One speaker suggested that there is, at present, effectively zero institutional demand for real-time atomic settlement. There is, however, meaningful interest in end-of-day T+0 settlement – a middle path that preserves intraday netting while delivering same-day finality and faster inventory recycling. That framing recasts the conversation: not atomic versus traditional, but a calibration of when the settlement finality clock should stop.
The regulatory direction of travel
The FCA and Bank of England are expected to publish a call for input shortly on the future state of tokenised trading in the UK. The framing, as described on the panel, is deliberately technology-neutral: regulators are not opposed to decentralised solutions in principle, provided they can deliver regulated outcomes.
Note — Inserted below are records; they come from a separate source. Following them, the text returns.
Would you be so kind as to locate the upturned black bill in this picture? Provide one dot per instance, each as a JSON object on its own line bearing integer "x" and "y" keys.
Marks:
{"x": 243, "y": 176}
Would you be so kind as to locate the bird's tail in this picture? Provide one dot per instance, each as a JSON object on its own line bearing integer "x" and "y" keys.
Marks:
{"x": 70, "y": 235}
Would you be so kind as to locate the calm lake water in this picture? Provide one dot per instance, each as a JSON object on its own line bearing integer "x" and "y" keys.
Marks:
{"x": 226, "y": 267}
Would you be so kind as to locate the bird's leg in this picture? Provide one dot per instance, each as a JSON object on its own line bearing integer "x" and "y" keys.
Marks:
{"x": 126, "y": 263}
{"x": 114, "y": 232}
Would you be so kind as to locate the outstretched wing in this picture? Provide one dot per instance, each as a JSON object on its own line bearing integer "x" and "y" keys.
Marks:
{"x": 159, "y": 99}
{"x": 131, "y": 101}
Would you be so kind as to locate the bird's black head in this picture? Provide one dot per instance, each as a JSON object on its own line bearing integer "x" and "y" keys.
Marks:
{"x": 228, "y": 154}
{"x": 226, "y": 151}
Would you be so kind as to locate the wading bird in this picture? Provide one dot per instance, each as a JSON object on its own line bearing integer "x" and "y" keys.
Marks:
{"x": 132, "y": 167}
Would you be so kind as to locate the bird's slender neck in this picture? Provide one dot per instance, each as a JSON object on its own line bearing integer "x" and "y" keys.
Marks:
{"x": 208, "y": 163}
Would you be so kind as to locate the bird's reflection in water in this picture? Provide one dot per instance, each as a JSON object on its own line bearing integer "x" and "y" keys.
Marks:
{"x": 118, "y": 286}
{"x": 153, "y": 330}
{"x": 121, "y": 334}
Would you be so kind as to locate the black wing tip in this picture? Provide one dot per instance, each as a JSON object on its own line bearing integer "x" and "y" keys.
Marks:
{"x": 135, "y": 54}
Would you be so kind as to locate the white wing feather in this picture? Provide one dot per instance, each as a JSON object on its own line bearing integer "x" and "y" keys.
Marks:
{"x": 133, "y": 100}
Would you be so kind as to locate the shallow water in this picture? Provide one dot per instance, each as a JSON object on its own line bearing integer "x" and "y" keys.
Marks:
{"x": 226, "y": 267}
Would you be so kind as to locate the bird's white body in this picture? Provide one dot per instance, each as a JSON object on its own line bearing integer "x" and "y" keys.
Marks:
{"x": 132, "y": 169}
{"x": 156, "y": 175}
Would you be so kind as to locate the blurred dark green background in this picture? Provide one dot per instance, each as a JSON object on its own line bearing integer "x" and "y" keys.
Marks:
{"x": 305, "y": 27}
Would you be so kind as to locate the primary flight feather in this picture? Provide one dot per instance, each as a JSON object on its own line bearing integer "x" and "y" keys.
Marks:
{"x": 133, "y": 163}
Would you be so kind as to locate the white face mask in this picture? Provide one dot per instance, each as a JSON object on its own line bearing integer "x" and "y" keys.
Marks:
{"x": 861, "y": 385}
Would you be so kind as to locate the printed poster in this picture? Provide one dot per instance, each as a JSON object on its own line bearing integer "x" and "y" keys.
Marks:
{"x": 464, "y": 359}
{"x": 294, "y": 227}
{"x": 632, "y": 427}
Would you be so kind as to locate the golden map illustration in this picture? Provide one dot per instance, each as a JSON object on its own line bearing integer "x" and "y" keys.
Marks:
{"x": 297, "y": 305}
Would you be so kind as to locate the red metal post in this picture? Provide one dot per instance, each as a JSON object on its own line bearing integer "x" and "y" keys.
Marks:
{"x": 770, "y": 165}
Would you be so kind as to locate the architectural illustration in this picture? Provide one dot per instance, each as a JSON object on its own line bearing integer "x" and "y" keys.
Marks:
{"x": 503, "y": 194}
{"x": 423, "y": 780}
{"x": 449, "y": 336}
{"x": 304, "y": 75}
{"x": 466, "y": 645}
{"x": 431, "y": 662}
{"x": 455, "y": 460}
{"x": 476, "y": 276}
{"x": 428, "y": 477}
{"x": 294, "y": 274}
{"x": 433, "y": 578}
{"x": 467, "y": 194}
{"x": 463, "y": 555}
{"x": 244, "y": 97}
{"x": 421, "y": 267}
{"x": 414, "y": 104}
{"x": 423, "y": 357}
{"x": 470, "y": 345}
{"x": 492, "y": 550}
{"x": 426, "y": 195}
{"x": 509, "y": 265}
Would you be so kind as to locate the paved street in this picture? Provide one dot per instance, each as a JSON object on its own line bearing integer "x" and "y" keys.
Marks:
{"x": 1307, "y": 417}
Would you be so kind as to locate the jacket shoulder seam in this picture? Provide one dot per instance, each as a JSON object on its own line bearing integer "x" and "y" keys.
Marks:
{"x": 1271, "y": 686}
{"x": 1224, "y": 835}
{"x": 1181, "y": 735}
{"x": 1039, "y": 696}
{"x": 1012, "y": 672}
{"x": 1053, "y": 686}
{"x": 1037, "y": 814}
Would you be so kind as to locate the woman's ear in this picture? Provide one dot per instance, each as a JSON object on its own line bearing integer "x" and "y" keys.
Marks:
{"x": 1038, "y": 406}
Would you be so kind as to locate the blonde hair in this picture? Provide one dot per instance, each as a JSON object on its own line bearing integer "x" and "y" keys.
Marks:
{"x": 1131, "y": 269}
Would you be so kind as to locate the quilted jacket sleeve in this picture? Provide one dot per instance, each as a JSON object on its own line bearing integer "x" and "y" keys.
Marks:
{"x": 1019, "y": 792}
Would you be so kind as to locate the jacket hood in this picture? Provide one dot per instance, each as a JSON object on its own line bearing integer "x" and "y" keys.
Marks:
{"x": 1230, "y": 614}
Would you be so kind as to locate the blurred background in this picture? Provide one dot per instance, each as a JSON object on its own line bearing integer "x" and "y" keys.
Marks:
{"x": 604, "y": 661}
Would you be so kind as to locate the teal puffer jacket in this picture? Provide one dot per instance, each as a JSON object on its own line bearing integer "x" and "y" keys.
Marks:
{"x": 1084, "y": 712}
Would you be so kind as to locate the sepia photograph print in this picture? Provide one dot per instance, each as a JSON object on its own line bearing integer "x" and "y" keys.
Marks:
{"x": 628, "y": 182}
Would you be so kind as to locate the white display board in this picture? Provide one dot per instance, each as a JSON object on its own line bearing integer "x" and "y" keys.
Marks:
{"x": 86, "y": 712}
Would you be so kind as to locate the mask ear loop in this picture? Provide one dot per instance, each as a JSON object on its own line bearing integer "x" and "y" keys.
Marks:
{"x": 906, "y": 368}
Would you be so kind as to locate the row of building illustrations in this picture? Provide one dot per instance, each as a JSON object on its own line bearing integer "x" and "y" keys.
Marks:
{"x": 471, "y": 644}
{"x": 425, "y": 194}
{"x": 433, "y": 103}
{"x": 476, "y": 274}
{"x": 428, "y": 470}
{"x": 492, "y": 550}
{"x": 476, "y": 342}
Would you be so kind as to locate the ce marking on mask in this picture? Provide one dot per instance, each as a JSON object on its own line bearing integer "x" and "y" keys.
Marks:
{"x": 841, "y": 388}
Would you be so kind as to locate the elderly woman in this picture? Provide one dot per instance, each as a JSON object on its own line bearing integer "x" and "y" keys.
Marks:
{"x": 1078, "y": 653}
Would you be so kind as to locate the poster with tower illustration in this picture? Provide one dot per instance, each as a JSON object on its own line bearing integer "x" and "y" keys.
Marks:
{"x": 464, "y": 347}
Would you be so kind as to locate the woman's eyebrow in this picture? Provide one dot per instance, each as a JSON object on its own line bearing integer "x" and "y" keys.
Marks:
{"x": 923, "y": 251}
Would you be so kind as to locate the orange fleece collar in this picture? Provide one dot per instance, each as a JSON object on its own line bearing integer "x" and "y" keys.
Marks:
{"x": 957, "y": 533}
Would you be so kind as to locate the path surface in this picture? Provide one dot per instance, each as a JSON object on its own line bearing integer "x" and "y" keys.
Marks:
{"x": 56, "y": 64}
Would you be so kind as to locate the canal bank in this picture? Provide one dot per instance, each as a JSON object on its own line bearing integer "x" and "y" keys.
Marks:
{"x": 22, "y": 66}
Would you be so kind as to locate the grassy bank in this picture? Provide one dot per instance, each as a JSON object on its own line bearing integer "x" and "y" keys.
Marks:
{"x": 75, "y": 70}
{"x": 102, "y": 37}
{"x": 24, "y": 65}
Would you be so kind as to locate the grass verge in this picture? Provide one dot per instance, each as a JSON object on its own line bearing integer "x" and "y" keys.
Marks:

It was acknowledged that, to date, no fully decentralised solution has demonstrated end-to-end capability across the operational requirements of regulated markets – trading halts, short-selling restrictions, and accountability for failure among them. Permissioned networks are expected to remain the predominant model for institutional infrastructure for the foreseeable future.
The accountability question recurred throughout. Traditional infrastructure participants want a named legal entity on the hook when something goes wrong. DeFi protocols, often structured through foundations in offshore jurisdictions, do not deliver that clarity. One panellist argued that public smart contract code is at least scrutable in a way that proprietary algorithmic trading systems are not – audits and pre-deployment review are possible in principle, even if bugs still occur in practice. Both points stand, and the regulatory framework that emerges will need to accommodate both.
What hasn’t been solved
Asked what they had expected to be solved by now that hasn’t been, the panel converged on a small set of themes: post-trade infrastructure remains the unfulfilled promise; the legal characterisation of token ownership remains inconsistent across jurisdictions, even within the EU; common price discovery methodologies bridging tokenised and traditional markets remain absent; and the off-exchange, OTC and private credit segments – where the operational economics of tokenisation are most favourable – remain largely untouched.
The convergence is happening. The institutional buy-side, on the evidence of the room, hasn’t yet decided whether to join it.